Spielkonsole – damit die Freude nicht vergeht

Spielkonsolen in Hülle und Fülle – es gibt mittlerweile die verschiedensten Ausführungen und Varianten. Und dank der tollsten Innovationen finden sie sich auch in immer mehr Wohnzimmern ein. Da lohnt sich doch die Frage nach dem Energieverbrauch. Auffällig bei den Stromverbrauchswerten ist, dass die Spielkonsolen bei inaktiver Nutzung nur geringfügig weniger Strom verbrauchen. Wer also eine längere Spielpause einlegt, sollte das Gerät zumindest in den Stand-by-Modus schalten. Auch der integrierte Stromspar-Modus sollte auf jeden Fall aktiviert werden.

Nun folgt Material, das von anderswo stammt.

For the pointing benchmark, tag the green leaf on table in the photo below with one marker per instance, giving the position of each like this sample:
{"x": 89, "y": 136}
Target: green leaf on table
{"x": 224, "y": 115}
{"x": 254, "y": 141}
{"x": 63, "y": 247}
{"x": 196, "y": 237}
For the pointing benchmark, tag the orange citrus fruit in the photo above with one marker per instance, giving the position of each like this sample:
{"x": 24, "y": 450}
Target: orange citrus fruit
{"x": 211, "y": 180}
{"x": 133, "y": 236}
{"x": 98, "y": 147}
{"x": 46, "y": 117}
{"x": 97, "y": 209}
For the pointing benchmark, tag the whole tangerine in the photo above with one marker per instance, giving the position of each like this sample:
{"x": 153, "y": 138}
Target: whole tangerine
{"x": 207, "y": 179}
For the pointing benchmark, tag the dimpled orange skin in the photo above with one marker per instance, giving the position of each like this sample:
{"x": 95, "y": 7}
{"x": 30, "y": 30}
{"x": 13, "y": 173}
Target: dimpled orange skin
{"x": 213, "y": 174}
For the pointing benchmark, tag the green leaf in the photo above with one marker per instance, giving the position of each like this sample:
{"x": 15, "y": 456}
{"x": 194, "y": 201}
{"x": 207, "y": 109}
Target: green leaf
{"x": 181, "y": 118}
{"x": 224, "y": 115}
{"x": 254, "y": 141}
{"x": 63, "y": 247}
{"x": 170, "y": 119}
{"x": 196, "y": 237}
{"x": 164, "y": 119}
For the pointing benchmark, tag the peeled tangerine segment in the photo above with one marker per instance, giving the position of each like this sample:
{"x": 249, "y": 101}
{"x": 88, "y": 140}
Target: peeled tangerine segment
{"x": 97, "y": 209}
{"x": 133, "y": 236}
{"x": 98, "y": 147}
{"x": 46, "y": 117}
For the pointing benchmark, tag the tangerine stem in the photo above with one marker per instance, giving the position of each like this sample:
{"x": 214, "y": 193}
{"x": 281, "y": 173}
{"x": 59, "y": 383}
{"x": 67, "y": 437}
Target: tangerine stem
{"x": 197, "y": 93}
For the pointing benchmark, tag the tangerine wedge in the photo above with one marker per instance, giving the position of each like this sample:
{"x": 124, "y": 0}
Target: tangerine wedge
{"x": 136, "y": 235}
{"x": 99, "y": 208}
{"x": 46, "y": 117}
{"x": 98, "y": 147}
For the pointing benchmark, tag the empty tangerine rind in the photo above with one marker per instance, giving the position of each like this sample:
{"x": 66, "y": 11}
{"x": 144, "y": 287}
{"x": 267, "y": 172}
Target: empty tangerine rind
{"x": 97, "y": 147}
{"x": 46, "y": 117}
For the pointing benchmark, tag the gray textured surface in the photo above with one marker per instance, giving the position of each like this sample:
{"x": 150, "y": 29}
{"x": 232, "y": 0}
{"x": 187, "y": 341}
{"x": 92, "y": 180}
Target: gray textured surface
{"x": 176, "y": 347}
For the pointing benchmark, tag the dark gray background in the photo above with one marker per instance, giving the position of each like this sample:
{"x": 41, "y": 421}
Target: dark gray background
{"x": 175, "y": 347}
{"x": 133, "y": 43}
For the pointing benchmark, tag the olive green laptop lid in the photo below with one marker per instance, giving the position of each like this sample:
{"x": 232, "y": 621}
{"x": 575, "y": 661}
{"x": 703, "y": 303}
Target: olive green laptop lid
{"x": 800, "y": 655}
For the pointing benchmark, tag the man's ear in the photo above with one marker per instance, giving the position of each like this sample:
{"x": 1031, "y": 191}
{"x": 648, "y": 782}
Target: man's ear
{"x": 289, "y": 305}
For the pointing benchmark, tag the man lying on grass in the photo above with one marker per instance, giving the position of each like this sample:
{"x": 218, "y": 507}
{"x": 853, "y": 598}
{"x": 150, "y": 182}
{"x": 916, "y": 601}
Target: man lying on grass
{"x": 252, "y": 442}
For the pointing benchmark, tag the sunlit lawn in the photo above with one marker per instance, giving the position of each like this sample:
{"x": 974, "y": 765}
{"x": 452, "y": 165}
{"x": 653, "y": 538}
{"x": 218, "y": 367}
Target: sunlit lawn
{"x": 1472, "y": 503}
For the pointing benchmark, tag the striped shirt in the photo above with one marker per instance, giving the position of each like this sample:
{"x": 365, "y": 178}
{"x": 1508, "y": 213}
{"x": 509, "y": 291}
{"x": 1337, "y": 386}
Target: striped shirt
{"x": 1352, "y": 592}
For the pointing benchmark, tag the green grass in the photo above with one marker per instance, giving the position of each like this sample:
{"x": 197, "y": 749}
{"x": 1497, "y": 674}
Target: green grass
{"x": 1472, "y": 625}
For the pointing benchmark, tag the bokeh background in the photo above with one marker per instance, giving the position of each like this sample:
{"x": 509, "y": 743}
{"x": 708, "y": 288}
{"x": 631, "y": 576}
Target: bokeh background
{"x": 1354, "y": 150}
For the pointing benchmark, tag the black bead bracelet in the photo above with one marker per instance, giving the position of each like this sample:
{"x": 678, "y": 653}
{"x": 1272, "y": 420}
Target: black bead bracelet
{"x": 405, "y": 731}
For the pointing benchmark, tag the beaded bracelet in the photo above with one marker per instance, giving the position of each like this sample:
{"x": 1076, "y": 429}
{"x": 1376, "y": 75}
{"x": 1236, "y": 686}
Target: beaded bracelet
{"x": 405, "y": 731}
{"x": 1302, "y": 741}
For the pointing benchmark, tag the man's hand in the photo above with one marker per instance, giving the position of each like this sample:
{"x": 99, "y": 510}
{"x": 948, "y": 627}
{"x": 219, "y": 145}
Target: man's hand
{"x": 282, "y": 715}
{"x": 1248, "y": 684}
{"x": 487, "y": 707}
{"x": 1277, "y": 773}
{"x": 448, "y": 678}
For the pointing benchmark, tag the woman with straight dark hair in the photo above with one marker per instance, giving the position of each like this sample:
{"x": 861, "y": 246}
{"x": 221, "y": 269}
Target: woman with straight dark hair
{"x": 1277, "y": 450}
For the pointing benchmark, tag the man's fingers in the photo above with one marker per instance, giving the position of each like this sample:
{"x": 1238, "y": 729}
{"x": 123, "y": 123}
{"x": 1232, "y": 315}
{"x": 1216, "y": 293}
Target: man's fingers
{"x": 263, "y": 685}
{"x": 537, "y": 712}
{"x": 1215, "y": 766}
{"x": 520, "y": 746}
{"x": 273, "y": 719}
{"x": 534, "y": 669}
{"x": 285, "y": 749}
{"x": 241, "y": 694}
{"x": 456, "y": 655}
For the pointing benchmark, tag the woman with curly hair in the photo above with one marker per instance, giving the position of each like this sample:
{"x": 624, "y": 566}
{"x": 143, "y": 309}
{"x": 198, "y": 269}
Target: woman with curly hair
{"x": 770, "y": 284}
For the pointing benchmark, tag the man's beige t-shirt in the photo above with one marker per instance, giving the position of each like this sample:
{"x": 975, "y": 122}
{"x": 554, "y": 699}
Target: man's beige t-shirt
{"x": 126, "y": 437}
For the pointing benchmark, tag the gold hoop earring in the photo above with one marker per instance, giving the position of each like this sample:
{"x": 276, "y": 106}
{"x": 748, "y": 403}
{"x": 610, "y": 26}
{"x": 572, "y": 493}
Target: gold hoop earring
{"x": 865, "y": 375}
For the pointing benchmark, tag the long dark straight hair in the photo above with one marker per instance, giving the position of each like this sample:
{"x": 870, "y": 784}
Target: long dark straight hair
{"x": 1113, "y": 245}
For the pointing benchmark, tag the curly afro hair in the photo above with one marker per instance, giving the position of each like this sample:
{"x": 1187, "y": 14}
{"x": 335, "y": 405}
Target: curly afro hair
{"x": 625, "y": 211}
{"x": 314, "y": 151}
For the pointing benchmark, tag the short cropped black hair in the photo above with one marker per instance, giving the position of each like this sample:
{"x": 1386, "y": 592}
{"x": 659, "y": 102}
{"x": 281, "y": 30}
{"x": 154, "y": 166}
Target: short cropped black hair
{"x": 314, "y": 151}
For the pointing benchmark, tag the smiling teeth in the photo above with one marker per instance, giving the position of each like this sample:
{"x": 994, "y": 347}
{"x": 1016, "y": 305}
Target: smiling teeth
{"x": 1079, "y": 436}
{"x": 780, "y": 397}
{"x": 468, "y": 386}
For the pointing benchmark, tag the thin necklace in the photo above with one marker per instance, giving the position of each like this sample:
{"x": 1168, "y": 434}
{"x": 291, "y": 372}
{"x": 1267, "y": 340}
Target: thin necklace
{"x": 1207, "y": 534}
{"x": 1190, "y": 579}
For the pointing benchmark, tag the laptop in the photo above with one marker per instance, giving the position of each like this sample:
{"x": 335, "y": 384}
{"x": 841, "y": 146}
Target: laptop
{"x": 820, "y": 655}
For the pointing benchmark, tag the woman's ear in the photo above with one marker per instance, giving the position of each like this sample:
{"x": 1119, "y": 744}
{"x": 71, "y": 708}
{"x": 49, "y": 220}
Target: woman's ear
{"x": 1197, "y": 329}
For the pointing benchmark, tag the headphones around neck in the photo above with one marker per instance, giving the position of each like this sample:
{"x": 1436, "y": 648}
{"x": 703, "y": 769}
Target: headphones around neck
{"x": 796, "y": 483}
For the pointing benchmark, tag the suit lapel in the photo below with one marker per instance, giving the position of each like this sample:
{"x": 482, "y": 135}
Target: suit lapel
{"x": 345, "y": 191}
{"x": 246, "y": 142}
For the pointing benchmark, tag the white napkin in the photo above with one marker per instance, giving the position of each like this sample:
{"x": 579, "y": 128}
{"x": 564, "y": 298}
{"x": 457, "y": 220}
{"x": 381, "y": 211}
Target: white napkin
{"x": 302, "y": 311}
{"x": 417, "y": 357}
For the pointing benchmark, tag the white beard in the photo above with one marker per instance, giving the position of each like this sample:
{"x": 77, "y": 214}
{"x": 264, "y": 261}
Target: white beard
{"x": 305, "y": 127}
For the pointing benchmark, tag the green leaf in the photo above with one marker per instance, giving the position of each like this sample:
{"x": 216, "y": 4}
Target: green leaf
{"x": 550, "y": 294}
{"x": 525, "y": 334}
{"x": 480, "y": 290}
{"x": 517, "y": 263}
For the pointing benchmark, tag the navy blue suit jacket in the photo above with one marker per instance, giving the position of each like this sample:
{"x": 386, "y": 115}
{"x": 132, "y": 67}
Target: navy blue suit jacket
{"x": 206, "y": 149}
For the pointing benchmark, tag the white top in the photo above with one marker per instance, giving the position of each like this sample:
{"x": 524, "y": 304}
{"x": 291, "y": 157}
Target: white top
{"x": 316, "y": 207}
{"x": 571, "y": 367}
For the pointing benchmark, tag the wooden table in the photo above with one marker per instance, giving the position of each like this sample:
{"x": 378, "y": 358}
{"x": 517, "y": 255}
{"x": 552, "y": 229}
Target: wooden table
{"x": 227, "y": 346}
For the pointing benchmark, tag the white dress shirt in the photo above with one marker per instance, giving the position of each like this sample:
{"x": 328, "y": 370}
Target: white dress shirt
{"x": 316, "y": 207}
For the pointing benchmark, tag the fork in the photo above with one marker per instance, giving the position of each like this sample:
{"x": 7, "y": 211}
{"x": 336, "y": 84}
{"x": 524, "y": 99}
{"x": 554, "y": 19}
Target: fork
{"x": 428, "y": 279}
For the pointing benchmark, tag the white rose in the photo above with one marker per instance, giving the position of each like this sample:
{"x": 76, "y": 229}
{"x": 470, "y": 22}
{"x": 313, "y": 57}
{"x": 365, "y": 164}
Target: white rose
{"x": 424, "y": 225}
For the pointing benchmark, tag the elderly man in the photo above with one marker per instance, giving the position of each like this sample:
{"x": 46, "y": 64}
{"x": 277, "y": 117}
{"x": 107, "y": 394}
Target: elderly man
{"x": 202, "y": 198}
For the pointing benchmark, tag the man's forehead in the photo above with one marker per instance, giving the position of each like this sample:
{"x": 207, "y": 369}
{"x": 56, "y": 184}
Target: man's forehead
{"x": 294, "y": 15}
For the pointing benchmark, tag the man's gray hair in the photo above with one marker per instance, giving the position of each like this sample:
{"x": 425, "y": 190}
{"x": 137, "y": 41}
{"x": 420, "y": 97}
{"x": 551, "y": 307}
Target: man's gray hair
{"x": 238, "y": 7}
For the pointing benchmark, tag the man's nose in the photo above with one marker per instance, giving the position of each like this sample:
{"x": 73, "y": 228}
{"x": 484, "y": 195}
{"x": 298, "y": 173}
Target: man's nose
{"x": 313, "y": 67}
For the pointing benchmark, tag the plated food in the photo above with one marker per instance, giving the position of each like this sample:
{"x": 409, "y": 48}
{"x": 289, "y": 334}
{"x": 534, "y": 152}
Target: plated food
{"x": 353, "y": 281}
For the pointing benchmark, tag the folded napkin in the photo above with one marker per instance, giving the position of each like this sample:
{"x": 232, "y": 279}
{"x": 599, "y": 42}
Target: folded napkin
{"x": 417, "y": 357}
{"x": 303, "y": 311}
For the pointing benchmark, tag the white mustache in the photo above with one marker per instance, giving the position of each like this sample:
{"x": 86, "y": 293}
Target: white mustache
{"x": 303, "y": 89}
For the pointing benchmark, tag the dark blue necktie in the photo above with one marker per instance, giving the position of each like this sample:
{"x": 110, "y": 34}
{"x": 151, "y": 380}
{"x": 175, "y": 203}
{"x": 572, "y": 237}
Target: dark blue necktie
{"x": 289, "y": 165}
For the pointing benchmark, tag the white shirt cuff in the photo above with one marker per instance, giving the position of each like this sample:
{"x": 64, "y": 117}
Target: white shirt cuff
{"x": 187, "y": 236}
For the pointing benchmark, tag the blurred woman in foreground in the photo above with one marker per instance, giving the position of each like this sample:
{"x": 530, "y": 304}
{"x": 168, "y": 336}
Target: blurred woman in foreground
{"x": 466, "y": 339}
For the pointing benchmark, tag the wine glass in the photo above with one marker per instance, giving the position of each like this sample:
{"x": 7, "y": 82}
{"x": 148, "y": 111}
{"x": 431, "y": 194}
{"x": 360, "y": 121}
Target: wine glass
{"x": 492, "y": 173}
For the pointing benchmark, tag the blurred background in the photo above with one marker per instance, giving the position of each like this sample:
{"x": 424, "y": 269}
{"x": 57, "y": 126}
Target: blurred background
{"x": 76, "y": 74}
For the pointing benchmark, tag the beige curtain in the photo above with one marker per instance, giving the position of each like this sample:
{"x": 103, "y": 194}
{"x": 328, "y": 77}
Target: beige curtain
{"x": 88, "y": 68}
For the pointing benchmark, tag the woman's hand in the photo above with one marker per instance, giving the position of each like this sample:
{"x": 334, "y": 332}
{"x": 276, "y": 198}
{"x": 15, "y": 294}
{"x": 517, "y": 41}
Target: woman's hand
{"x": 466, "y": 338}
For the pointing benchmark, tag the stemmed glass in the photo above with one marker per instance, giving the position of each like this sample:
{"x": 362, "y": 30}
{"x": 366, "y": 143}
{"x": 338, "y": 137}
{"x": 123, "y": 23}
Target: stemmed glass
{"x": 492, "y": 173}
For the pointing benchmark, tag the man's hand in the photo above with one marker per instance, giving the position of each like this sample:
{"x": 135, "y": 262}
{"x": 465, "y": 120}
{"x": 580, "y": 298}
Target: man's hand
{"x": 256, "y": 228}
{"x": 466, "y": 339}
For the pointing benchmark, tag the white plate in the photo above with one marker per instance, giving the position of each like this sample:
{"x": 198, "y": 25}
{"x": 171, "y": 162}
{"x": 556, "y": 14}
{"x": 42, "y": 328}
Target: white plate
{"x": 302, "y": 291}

Es lohnt sich, alle Geräte nach Spielende sofort auszuschalten. Am einfachsten erledigen Sie dies über eine abschaltbare Steckdosenleiste.

 

Das hört man gern: Solarradios

Sonnenenergie ist ein wahres Allroundtalent – mit ihr lässt sich umweltschonender und günstiger Strom erzeugen, heizen, erleuchten – und kostet dabei keinen Cent Energie. Und das können Sie mit einem Solarradio voll auskosten. Solarradios sind dankbare Begleiter im Garten, auf Reisen und bei jeglicher Aktivität draußen. Über Solarzellen und den integrierten Nickel-Metallhydrid-Akku (NiMH-Akku) speichern sie Sonnenenergie, soviel wie möglich – mit einem Ergebnis, das sich sehen lassen kann, denn: Dabei können immerhin mehrere Stunden Musik für Sie herausspringen. Intensive Sonneneinstrahlung ist nicht notwendig, da die Solarpanels bereits bei Tageslicht aktiv werden. Außerdem sind die Solarradios meist auch noch ergänzt durch das „Notaggregat“ – eine Kurbel. 30 s Handarbeit Ihrerseits reichen aus, um Ihnen immerhin 30 min Radiogenuss zu gewähren. So können Solarradios, wenn auch nur einen kleinen Teil, zum Umweltschutz beitragen und werden immer beliebter – nicht zuletzt wegen ihrer Netzunabhängigkeit.